Japan is all set to release its largest-ever initial budget, this shows an aggressive fiscal stance as inflation persists and spending pressures mount across social security and defense.
Prime Minister Sanae Takaichi said on Thursday that the government plans to allocate ¥122.3 trillion ($786 billion) for the fiscal year beginning in April 2026.
Debt issuance to rise
To finance the expanded spending, the government plans to raise around ¥29.6 trillion through new issuance of government bonds. Regardless of the increase, the share of the budget funded by debt is expected to decline marginally. The reliance on bond issuance will fall to 24.2%, down from 24.9% in the current fiscal year, Takaichi said.
This is a 6.3% increase from the ¥115.2 trillion budgeted for the current fiscal year and represents the highest initial budget on record. The Cabinet is expected to approve the draft as early as Friday, according to people familiar with the matter.
“I believe this budget strikes a balance between strengthening the economy and ensuring fiscal sustainability,” the prime minister said at the end of a meeting with ruling parties and government members.
Markets watch closely
Investors have been closely monitoring the size of the upcoming budget amid concerns over Takaichi’s fiscally expansive approach. Japan already carries the largest public debt burden among advanced economies, raising fears that excessive spending could push long-term government bond yields higher.
“The size of the initial budget is a record, which is negative for yields,” said Koji Takeuchi, Senior Research Fellow at Itochu Research Institute to Bloomberg. “At the same time however, government bond issuance has been kept in check.” He added that long-term bond issuance is not expected to increase and that mid-to-long-term issuance could even decline.
Spending growth outpaces inflation
The sharp rise in spending comes as inflation continues to weigh on households and public finances. Japan’s key price measure has remained at or above 2% for more than three years, driven by rising costs of everyday necessities. Even so, the growth in budget outlays far exceeds the inflation rate, reflecting mounting demographic pressures.
A major driver of the record budget is rising social security spending, which is set to increase to ¥39.1 trillion, up from ¥38.3 trillion in the current fiscal year, according to documents seen by Bloomberg. Defense spending is also climbing, with about ¥8.8 trillion expected to be allocated to the government’s defense buildup program amid growing geopolitical tensions.

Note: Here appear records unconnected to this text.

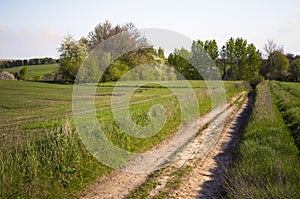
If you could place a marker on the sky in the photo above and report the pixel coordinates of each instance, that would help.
(35, 28)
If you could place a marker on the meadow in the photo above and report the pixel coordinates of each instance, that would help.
(41, 153)
(35, 71)
(267, 159)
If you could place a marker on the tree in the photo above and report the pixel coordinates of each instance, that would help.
(294, 70)
(240, 54)
(161, 53)
(230, 55)
(180, 61)
(114, 72)
(278, 66)
(253, 63)
(106, 30)
(211, 48)
(23, 73)
(72, 55)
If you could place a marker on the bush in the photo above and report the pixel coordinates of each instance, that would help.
(7, 76)
(23, 73)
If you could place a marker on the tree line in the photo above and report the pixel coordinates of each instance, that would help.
(27, 62)
(237, 59)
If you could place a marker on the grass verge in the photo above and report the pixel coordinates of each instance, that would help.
(267, 160)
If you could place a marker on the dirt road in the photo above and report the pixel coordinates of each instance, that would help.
(203, 155)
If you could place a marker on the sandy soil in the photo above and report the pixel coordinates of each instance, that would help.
(203, 152)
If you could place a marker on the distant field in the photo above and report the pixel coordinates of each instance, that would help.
(267, 158)
(35, 70)
(41, 155)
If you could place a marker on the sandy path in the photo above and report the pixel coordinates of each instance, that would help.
(119, 184)
(207, 174)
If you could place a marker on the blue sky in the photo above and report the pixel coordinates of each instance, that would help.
(35, 28)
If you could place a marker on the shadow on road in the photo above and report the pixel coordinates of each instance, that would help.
(214, 187)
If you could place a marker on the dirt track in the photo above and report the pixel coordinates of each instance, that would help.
(203, 154)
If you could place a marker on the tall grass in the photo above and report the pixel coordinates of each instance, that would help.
(287, 99)
(42, 157)
(54, 166)
(267, 161)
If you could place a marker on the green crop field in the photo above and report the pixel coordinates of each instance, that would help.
(267, 161)
(41, 154)
(35, 70)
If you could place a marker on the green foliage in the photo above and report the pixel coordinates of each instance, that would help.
(294, 70)
(43, 158)
(211, 48)
(267, 160)
(36, 70)
(114, 72)
(277, 65)
(288, 102)
(54, 166)
(23, 73)
(72, 55)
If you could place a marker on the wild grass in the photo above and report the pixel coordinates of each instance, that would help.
(35, 70)
(41, 154)
(287, 99)
(53, 166)
(267, 161)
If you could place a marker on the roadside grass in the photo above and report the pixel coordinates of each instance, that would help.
(287, 98)
(39, 158)
(267, 160)
(35, 70)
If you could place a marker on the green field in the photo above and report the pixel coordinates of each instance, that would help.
(42, 155)
(35, 70)
(267, 160)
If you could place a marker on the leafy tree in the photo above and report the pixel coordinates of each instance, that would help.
(240, 54)
(211, 48)
(222, 63)
(230, 55)
(278, 65)
(294, 70)
(115, 71)
(23, 73)
(72, 55)
(161, 53)
(253, 61)
(106, 30)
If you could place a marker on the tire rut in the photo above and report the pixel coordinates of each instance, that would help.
(120, 184)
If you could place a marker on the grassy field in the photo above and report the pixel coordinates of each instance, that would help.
(35, 70)
(267, 160)
(41, 154)
(287, 98)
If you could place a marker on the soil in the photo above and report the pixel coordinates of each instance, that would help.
(208, 153)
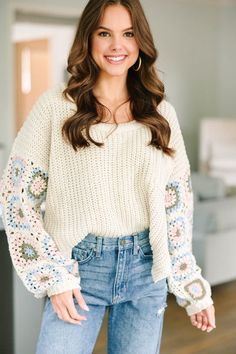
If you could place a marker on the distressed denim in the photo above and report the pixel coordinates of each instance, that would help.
(115, 274)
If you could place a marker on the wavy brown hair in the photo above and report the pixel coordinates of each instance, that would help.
(145, 89)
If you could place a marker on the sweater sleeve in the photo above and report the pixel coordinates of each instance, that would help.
(192, 291)
(35, 257)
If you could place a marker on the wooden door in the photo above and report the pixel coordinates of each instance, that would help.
(31, 75)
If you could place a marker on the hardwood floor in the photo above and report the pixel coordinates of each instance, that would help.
(180, 337)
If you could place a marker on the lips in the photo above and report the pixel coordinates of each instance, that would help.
(115, 59)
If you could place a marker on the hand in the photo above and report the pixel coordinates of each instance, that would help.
(204, 319)
(64, 306)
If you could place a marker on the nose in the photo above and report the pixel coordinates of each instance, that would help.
(116, 44)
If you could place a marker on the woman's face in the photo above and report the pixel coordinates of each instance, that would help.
(113, 45)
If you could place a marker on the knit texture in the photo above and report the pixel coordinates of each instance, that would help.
(111, 191)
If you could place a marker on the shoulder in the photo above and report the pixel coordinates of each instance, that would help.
(53, 93)
(167, 110)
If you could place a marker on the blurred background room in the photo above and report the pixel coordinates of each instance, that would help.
(197, 56)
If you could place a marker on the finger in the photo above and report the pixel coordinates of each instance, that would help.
(199, 320)
(64, 315)
(73, 312)
(210, 312)
(193, 320)
(204, 323)
(80, 299)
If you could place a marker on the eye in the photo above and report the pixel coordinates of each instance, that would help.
(103, 34)
(129, 34)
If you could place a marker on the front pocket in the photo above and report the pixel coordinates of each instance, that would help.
(83, 253)
(145, 250)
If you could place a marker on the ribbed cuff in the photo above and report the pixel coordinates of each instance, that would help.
(70, 283)
(199, 306)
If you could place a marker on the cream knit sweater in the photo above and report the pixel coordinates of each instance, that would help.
(123, 187)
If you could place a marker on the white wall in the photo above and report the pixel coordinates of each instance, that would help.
(186, 34)
(56, 35)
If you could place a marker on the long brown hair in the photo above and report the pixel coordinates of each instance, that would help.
(146, 91)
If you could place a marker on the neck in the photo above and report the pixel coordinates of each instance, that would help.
(112, 89)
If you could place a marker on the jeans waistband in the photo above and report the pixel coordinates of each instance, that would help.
(121, 241)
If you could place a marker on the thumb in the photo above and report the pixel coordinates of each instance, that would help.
(80, 299)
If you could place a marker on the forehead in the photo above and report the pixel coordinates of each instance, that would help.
(116, 17)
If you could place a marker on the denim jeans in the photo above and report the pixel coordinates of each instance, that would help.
(115, 274)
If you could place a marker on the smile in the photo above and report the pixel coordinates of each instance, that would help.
(115, 59)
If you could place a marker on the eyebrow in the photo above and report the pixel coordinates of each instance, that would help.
(108, 29)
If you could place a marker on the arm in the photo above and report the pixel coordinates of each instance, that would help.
(192, 291)
(23, 187)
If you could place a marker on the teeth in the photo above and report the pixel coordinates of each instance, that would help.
(116, 58)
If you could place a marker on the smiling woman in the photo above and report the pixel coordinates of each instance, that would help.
(117, 227)
(114, 50)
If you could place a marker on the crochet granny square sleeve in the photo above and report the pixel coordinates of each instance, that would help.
(23, 186)
(192, 291)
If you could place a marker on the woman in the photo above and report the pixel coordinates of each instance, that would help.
(106, 154)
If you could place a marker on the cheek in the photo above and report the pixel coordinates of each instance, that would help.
(97, 47)
(134, 48)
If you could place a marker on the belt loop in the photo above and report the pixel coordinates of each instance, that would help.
(98, 246)
(135, 250)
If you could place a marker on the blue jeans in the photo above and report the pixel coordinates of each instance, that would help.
(115, 273)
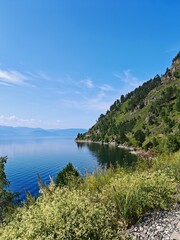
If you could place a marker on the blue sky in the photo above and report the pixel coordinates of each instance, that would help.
(64, 62)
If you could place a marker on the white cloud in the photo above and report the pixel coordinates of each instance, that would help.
(99, 102)
(106, 87)
(128, 78)
(14, 121)
(10, 77)
(88, 82)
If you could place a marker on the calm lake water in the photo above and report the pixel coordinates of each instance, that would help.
(46, 157)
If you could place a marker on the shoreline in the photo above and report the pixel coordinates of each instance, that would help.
(131, 149)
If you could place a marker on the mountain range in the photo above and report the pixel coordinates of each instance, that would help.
(146, 118)
(7, 132)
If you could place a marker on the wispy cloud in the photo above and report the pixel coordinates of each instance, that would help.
(15, 121)
(173, 49)
(88, 83)
(10, 77)
(98, 102)
(128, 78)
(106, 87)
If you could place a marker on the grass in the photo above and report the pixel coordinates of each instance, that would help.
(100, 207)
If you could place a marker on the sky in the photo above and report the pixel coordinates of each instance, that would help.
(64, 62)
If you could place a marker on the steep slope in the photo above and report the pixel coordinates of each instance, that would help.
(148, 117)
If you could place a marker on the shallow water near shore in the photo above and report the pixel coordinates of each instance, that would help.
(47, 156)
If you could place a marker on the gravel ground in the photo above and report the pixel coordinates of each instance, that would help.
(157, 226)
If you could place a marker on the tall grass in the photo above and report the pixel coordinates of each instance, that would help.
(102, 206)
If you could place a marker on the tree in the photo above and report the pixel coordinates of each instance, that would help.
(7, 198)
(140, 137)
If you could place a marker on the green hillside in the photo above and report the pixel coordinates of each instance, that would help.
(148, 117)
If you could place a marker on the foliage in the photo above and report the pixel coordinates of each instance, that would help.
(64, 214)
(102, 206)
(68, 175)
(153, 109)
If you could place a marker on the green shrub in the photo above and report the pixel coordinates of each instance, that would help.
(134, 194)
(64, 214)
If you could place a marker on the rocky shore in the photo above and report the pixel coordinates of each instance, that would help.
(163, 225)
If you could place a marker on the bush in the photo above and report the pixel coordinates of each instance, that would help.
(68, 176)
(64, 214)
(139, 193)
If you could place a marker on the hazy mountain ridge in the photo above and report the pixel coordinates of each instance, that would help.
(148, 117)
(25, 132)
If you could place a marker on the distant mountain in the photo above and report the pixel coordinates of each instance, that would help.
(148, 117)
(7, 132)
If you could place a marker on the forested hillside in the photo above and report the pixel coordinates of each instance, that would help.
(148, 117)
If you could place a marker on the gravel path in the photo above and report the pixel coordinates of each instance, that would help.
(157, 226)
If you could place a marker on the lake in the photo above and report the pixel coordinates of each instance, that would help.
(46, 157)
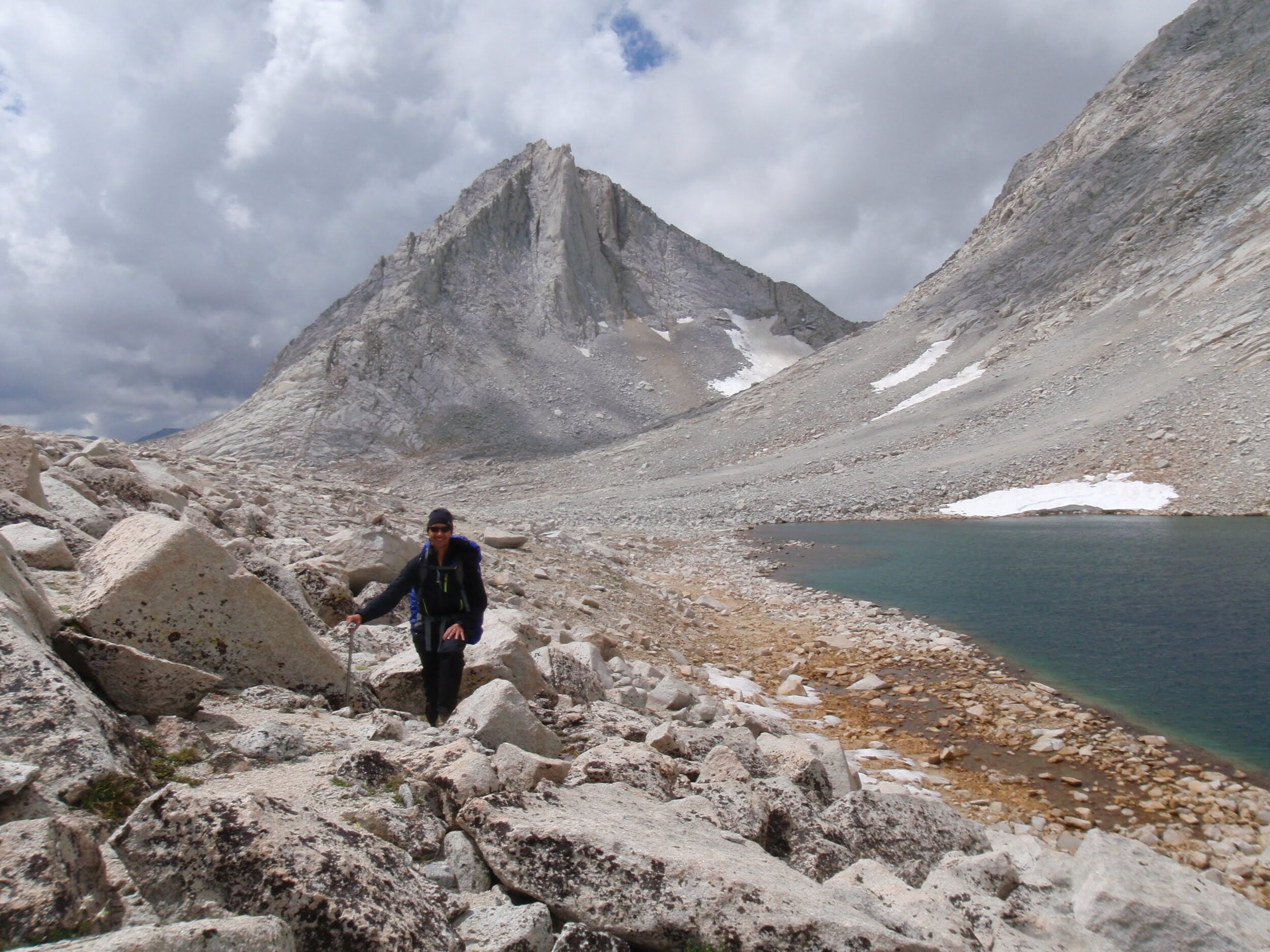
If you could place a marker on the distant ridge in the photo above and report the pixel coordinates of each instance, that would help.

In addition, local allocation tax grants are projected to rise to around ¥21 trillion, compared with roughly ¥18.9 trillion in fiscal 2025. Budget reserves are expected to total about ¥1 trillion. Rising interest rates are significantly increasing the cost of servicing Japan’s debt. The government plans to earmark about ¥31 trillion for bond-related costs, including redemptions and interest payments.vThis will exceed the current record of approximately ¥28.22 trillion in the initial budget for fiscal 2025.
The Finance Ministry is expected to set the provisional interest rate used for calculating debt-servicing costs at 3%, the highest level since 1997, according to people familiar with the matter. On the revenue side, stronger corporate earnings and inflation are expected to lift tax receipts. The government projects tax revenue of roughly ¥83.7 trillion to ¥84 trillion for the next fiscal year, up from about ¥77.82 trillion in the initial budget for fiscal 2025.
“Tax revenues have been fairly solid, which likely helped Takaichi with addressing market concerns,” Takeuchi said. “Still, if the government wants to curb bond issuance going forward, it will need to carefully consider how to secure fiscal resources as well.” Earlier this week, Finance Minister Satsuki Katayama acknowledged that fiscal health could worsen in the short term as the government prioritizes growth.
After holding talks with Takaichi on Monday, Katayama defended the scale of the budget, saying, “At a time when the nation has almost exited from deflation and there is an inflationary trend, it is not usual for the government budget to decrease. It is only natural that the amount would be the highest ever.”